Massachusetts regulates insurance through the Division of Insurance (DOI), which handles consumer complaints, licenses insurers, and enforces regulations. The Office of Patient Protection (OPP), part of the Health Policy Commission, administers binding external reviews for medical necessity denials. DOI's Consumer Service Unit responds to complaints within 30 days and can order corrective action against insurers that violate state law. You can reach OPP at (800) 436-7757.
Under Chapter 176O, after exhausting internal grievance, you can request external review through OPP within 4 months of your final adverse determination. An independent physician — with no ties to your insurer — reviews your case. The decision is legally binding on your insurer. Standard reviews are completed within 45 days; expedited reviews for urgent medical situations within 72 hours. This process is free for consumers and available for all fully-insured health plans.
Internal grievance: Your insurer must resolve within 30 business days (48 hours for urgent cases, 5 days for terminal illness). After denial, you have 4 months to request OPP external review. Standard external review takes up to 45 days. Expedited external review for urgent situations: 72 hours. DOI complaint investigations require the insurer to respond within 30 days. Carriers must notify you within 2 days of modifying or denying a request.
The MHEAR Act (Mental Health Equitable Access and Rights), effective January 2025, is one of the strongest mental health parity laws in the nation — no fees for external reviews, and insurers cannot raise premiums based on review usage. Massachusetts also mandates coverage for infertility treatment including IVF, autism services including ABA therapy, and substance use disorders. Chapter 176O guarantees the right to designate representatives in grievance proceedings.
Three steps. No jargon. No legal degree required.
In Massachusetts, first file an internal grievance with your insurer under Chapter 176O. Your insurer must respond within 30 business days (48 hours for urgent cases, 5 days for terminal illness). If denied again, you can request an external review through the Office of Patient Protection (OPP) within 4 months of the final adverse determination. An independent physician reviews your case and issues a binding decision within 45 days.
The Office of Patient Protection (OPP), part of the Health Policy Commission, administers the external review process for health insurance denials based on medical necessity. An independent doctor — with no ties to your insurer — reviews your case and issues a binding decision. OPP also monitors carrier denial trends and can refer patterns of improper denials to the Division of Insurance or Attorney General for investigation. You can reach OPP at (800) 436-7757.

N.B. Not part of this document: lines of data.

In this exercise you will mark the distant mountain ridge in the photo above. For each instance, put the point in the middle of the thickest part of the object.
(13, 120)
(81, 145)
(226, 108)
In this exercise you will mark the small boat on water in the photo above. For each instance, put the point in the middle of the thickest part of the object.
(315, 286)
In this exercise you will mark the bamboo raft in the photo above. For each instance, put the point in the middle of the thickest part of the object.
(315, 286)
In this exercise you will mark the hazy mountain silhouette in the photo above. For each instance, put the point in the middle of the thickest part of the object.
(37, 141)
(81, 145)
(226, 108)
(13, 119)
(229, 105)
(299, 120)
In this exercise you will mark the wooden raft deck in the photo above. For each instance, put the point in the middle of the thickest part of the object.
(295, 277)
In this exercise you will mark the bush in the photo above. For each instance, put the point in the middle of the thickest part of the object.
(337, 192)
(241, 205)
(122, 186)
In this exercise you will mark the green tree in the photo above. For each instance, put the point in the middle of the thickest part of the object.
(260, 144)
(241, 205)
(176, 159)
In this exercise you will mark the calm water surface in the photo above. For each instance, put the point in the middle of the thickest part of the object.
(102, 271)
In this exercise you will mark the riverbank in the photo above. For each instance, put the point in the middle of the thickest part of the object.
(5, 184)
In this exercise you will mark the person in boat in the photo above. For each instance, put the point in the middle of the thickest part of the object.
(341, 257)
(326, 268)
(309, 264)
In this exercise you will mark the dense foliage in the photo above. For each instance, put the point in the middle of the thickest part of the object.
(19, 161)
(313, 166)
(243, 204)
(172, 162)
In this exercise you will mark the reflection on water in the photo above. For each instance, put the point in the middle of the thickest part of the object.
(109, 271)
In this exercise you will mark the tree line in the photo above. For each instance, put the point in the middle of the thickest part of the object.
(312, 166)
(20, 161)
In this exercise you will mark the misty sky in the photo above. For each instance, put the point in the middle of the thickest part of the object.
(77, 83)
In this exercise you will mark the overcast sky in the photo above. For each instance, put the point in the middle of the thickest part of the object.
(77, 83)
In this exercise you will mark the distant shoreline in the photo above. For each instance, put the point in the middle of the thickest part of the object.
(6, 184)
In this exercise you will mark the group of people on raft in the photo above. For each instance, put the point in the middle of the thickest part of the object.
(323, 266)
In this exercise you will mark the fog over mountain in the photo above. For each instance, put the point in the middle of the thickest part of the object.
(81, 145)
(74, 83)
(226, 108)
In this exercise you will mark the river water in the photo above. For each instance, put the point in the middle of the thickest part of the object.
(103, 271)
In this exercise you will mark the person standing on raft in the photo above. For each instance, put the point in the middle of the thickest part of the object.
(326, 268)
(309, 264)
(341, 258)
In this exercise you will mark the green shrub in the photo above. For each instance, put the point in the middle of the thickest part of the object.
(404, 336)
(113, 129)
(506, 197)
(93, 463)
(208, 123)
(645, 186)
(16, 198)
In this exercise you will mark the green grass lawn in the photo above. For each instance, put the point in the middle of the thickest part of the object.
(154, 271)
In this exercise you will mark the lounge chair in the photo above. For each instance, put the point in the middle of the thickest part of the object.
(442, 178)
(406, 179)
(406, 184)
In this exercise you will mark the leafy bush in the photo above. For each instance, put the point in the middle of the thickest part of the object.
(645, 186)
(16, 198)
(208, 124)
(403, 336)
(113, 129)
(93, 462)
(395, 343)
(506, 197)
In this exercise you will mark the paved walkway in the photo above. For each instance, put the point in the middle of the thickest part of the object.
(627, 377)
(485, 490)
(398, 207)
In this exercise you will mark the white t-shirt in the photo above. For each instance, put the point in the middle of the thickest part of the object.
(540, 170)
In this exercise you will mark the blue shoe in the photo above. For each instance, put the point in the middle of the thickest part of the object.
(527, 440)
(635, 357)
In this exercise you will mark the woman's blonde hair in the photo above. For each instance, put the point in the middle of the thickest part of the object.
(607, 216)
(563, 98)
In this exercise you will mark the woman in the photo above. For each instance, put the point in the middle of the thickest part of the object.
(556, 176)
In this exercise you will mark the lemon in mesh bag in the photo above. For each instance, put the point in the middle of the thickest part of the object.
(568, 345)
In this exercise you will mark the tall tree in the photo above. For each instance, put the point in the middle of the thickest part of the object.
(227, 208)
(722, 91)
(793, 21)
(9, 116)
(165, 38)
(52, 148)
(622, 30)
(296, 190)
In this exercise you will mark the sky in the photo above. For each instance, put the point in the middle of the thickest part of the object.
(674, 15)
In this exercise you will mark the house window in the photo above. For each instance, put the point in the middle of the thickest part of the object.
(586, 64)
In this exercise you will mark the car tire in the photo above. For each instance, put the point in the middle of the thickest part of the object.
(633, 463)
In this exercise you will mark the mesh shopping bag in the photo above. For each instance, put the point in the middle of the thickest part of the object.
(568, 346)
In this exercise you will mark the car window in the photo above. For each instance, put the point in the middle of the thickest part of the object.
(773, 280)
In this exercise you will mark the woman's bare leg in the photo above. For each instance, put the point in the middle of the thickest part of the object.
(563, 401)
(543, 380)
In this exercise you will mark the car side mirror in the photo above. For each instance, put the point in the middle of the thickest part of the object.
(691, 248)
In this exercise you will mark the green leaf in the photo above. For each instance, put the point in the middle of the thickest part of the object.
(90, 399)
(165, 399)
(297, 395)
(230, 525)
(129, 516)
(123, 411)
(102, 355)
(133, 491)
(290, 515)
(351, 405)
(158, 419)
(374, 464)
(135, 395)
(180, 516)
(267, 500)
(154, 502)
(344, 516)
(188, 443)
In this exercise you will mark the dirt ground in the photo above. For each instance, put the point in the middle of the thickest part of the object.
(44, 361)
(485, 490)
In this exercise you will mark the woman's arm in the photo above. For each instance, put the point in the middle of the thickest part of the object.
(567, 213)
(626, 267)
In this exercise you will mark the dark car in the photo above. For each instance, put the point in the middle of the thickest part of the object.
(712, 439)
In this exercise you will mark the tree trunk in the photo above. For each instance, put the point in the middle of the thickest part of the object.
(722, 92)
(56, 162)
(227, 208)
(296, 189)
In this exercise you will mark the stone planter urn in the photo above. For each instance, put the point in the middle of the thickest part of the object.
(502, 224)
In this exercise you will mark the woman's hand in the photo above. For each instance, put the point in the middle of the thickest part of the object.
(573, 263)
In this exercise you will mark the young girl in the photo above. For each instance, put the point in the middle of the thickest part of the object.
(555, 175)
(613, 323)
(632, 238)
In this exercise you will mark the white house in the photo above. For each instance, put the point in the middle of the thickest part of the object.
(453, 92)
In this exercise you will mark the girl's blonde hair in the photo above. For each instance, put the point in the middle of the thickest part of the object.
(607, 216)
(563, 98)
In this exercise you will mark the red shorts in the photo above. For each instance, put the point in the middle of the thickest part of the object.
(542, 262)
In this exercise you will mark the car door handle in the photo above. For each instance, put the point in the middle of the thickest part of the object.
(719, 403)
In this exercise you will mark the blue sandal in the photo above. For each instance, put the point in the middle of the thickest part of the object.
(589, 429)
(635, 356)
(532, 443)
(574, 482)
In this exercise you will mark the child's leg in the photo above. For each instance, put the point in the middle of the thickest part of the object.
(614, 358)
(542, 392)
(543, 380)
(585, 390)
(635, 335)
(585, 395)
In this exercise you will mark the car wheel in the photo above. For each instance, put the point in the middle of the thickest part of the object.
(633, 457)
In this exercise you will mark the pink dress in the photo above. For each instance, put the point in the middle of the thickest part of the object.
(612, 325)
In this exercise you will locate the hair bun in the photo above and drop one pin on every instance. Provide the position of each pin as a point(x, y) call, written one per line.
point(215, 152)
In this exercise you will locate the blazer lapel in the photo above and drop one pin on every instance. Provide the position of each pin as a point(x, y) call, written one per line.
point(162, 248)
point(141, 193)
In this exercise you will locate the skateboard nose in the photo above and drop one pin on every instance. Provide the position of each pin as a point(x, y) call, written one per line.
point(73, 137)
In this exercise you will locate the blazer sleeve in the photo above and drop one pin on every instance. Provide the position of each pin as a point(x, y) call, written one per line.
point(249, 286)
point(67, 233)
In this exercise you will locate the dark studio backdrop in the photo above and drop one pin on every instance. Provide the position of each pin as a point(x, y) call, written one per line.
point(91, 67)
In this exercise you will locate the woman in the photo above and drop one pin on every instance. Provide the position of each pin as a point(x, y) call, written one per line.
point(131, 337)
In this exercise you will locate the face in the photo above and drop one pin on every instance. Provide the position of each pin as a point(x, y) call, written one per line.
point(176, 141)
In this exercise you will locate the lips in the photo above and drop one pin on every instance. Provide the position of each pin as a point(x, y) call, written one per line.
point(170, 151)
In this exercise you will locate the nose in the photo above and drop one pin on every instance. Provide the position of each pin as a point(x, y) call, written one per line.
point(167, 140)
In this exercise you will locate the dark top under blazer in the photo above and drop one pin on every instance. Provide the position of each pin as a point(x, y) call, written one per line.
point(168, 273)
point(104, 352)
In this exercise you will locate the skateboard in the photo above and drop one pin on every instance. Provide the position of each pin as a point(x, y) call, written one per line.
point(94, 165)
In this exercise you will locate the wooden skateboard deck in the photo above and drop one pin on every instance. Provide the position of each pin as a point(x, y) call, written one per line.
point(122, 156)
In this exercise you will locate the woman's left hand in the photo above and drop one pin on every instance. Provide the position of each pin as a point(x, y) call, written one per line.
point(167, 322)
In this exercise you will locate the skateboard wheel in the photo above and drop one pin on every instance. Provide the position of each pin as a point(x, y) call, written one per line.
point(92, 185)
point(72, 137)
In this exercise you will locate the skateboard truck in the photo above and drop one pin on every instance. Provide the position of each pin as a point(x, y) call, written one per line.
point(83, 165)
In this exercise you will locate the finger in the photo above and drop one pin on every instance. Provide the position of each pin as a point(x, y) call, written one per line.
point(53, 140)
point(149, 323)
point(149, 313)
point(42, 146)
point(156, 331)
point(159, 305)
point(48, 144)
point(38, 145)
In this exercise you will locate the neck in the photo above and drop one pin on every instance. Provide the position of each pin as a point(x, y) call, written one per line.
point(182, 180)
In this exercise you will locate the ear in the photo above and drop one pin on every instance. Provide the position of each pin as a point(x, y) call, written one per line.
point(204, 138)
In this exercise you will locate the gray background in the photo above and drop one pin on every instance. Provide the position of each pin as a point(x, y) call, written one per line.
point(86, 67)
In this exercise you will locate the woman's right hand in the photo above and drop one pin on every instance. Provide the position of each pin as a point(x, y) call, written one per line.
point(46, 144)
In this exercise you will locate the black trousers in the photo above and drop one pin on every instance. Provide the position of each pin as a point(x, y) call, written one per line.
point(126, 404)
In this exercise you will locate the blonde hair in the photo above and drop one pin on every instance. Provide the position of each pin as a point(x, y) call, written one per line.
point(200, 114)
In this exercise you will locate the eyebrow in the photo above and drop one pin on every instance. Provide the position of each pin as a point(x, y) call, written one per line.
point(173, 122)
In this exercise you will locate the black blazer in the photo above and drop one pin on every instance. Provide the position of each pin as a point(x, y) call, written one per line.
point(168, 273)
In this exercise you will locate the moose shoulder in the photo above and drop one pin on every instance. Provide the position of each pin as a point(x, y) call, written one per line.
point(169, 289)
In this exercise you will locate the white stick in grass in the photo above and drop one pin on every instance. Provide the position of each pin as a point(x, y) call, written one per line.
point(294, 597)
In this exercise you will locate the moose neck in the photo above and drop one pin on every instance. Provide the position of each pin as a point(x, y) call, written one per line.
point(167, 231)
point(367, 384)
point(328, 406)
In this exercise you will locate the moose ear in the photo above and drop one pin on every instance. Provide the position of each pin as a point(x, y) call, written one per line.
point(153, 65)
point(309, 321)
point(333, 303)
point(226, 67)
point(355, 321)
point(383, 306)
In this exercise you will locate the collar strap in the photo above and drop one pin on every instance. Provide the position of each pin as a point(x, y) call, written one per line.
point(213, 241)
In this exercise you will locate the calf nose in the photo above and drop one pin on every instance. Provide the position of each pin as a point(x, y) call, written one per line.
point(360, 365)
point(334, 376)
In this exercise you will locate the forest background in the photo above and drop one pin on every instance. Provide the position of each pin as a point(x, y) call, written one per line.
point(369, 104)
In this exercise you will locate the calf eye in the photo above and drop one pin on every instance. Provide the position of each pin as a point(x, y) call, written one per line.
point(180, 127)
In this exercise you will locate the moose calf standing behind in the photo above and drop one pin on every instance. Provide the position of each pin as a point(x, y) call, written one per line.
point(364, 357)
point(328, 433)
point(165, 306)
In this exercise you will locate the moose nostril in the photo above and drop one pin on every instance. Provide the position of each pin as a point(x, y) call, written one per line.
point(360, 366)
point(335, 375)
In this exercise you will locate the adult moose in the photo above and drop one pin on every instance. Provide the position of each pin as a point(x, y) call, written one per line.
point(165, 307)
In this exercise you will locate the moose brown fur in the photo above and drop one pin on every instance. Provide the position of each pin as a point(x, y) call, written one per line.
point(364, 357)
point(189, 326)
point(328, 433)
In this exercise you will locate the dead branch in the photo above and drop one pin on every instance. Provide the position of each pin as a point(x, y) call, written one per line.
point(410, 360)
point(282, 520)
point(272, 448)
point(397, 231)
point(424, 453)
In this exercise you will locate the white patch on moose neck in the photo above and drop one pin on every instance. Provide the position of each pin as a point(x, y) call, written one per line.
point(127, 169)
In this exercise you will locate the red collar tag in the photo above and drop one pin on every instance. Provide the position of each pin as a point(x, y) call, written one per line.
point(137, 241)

The Mental Health Equitable Access and Rights (MHEAR) Act took full effect in January 2025. It is one of the strongest mental health parity laws in the nation. It ensures patients cannot be charged any fees for external reviews of mental health denials and prohibits insurers from raising premiums based on external review usage. It also requires insurers to report annually on mental health parity compliance.
Internal grievances must be resolved within 30 business days (48 hours for urgent cases, 5 days for terminal illness). You have 4 months from your final adverse determination to request external review through OPP. Standard external reviews are decided within 45 days. Expedited external reviews for urgent medical situations are decided within 72 hours. The Division of Insurance complaint process requires insurers to respond within 30 days.